The Greeks drank wine constantly. The barbarian tribes that eventually ruined Rome were binge beer drinkers. Huns drank fermented horse milk; Anglo-Saxons drank mead and ale. Aztecs liked fermented sap, but had a legal drinking age (52) higher than their average life expectancy—although every four years they’d hold a New Year’s festival called “Drunkenness of Children,” at which all citizens, including toddlers, were required to drink. Before Europeans arrived, many Native Americans didn’t even have a word for drunkenness. (The Anglo-Saxon word for “plastered,” if you should ever need it, is beordruncen.)

For most of its history, alcohol has been considered as much a food as a recreational beverage.
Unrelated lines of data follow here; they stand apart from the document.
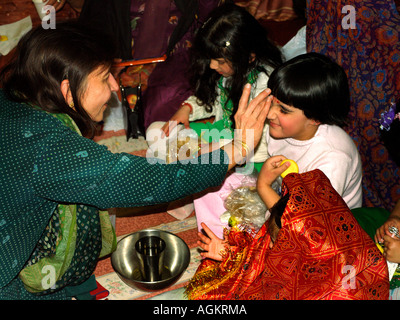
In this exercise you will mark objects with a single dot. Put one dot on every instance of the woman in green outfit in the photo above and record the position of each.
(55, 182)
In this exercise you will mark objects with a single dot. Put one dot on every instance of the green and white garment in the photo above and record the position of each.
(223, 126)
(69, 248)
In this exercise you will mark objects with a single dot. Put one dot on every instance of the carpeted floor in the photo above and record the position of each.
(129, 220)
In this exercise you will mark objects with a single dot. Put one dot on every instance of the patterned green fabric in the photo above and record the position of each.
(49, 268)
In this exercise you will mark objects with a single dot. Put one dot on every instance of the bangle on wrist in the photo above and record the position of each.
(189, 105)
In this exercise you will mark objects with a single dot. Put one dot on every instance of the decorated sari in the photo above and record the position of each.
(320, 253)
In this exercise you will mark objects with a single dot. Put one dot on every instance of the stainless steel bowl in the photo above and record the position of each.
(126, 263)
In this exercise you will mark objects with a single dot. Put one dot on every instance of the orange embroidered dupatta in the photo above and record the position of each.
(321, 252)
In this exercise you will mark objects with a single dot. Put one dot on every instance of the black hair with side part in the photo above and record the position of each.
(231, 33)
(315, 84)
(45, 57)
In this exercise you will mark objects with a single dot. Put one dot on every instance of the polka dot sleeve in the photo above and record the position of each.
(69, 168)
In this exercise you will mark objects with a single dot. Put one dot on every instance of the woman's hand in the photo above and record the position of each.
(212, 245)
(269, 172)
(57, 4)
(181, 116)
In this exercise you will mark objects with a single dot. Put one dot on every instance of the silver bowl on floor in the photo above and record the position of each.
(127, 261)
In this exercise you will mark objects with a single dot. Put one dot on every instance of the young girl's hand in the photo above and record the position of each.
(270, 170)
(252, 115)
(211, 244)
(383, 230)
(181, 116)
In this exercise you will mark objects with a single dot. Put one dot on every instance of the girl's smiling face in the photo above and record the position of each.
(289, 122)
(222, 66)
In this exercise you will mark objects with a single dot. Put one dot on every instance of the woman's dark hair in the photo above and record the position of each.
(315, 84)
(231, 33)
(390, 138)
(45, 57)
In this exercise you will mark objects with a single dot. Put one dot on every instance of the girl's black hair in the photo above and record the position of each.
(315, 84)
(232, 33)
(390, 138)
(45, 57)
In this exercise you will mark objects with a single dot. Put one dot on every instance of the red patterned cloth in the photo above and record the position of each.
(321, 252)
(370, 55)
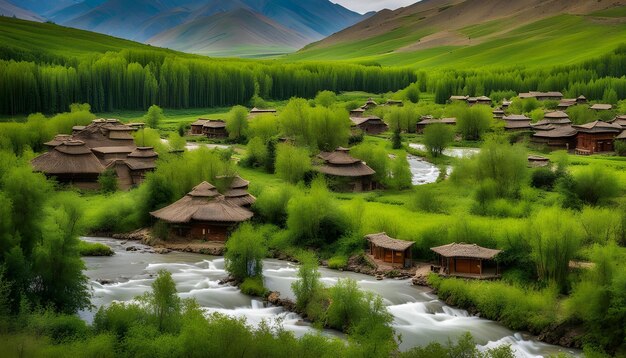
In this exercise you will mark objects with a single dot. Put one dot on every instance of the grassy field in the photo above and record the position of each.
(560, 40)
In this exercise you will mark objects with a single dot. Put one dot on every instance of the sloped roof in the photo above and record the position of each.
(384, 241)
(203, 208)
(70, 157)
(599, 127)
(466, 250)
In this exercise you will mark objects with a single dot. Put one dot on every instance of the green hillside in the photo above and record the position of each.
(58, 40)
(559, 40)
The pyramid builders got a daily ration of one and one-third gallons of beer. In medieval Europe, every child, parent, and grandparent “drank every day, and usually several times each day”; even monks were allowed up to eight pints. While Christianity adopted wine as a central holy symbol, the Koran banned liquor entirely—and yet it was Arab chemists who perfected the science of distillation, which produced a liquid they compared to mascara—in Arabic, al-koh’l.

During Prohibition, American moonshine-makers didn’t have time to age their spirits, so they faked the effect by adding dead rats and rotten meat. In sixteenth-century Japan, it was an insult to your host to stay sober, so guests who couldn’t drink would pretend to be drunk and even hungover “by sending thank-you letters deliberately late, written in shaky characters.” Elizabethan England had a pub for every 187 people. (By 2004, the country was down to one for every 529 people.) The Pilgrims’ Mayflower was actually “a claret ship from the Bordeaux wine trade.”